AI: Putting AI Errors in context. RTZ #368
...about those "AI Gotcha' moments, by Google and others
The Bigger Picture, Sunday, May 26, 2024
To ‘Err is Human, to Forgive Divine’ we like to say. We may need to extend these words to AI as well. That’s the Bigger Picture I’d like to explore this Sunday.
These past two weeks saw big AI leaps forward by OpenAI, Google, Microsoft, Anthropic, Nvidia, and others. All impressive this early in the AI Tech Wave. Only a year and half after OpenAI’s ‘ChatGPT moment’ in November 2022. But these past few days also saw the media and observers pounce on Google for some obviously erroneneous results in their Gemini AI Search product, just being rolled out to users in the US.
It’s ironic that while media, regulators and society has been fearing and dreading what happens if and when AI reaches AGI (artificial general intelligence), and surpasses human capabilities, we also pounce on when these early LLM AI systems also make human like mistakes. And not give them the room to make mistakes and literally learn from them, much like we were taught to do with humans in kindergarten. But instead use these episodes as ‘Gotchas’ and hand-wringing that AI technologies may not be ready for prime-time. While we know that’s the case already, and the companies deploying Ai constantly remind us of that every step of the way. Let me unpack the Bigger Picture.

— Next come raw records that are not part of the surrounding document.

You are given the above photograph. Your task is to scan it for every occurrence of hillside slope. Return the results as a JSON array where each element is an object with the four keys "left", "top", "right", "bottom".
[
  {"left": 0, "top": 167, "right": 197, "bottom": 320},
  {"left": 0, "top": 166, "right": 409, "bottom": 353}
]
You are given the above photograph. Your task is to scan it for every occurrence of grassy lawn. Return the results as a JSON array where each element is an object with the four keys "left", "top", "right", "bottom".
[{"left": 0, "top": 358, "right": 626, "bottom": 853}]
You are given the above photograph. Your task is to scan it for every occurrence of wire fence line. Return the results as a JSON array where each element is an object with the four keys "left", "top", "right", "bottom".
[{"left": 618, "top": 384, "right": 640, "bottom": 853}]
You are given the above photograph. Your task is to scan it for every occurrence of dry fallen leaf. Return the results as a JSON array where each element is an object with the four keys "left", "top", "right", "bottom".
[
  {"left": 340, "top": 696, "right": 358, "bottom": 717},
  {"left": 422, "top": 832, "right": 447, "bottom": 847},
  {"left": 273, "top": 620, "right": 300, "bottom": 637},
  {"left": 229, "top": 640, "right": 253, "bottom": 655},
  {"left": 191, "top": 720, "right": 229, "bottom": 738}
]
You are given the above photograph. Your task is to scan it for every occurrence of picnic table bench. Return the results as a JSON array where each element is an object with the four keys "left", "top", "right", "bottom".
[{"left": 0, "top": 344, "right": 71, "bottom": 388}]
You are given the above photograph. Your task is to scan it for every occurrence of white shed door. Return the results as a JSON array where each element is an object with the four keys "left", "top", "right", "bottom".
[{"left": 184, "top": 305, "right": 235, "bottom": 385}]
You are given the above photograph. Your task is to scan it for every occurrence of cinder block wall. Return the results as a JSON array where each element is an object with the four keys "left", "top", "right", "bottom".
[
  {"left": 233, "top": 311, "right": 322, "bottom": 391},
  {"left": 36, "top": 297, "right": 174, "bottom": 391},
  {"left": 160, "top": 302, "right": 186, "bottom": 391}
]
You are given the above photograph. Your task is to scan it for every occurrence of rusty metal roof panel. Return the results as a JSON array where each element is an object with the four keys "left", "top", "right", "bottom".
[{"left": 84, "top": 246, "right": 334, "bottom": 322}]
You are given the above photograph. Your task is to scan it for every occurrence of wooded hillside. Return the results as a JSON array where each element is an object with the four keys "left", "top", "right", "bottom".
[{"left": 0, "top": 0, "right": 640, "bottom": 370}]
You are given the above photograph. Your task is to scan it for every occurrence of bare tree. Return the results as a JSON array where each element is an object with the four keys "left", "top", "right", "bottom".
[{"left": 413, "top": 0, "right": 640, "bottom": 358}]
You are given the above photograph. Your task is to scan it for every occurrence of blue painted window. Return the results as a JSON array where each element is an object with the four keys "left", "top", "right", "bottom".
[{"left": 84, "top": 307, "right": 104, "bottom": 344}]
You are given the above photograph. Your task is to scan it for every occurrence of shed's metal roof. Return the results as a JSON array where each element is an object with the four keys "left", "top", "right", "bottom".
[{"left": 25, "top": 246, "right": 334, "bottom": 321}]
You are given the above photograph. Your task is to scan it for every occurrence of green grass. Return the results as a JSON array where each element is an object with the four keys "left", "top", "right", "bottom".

But first, a bit of background on what transpired. As Axios summarizes it in “Google’s AI summaries cause headaches and spawn memes”:
“The blowback to Google's AI Overviews is growing now that they are showing up for all U.S. users — and sometimes getting things glaringly wrong.”
“Why it matters: The search giant's addition of AI-generated summaries to the top of search results could fundamentally reshape what's available on the internet and who profits from it.”
“Many users habitually use Google searches to check facts, particularly now that AI chatbots deliver sometimes suspect answers. Now these search results are subject to the same mistakes and "hallucinations" that plague the chatbots.”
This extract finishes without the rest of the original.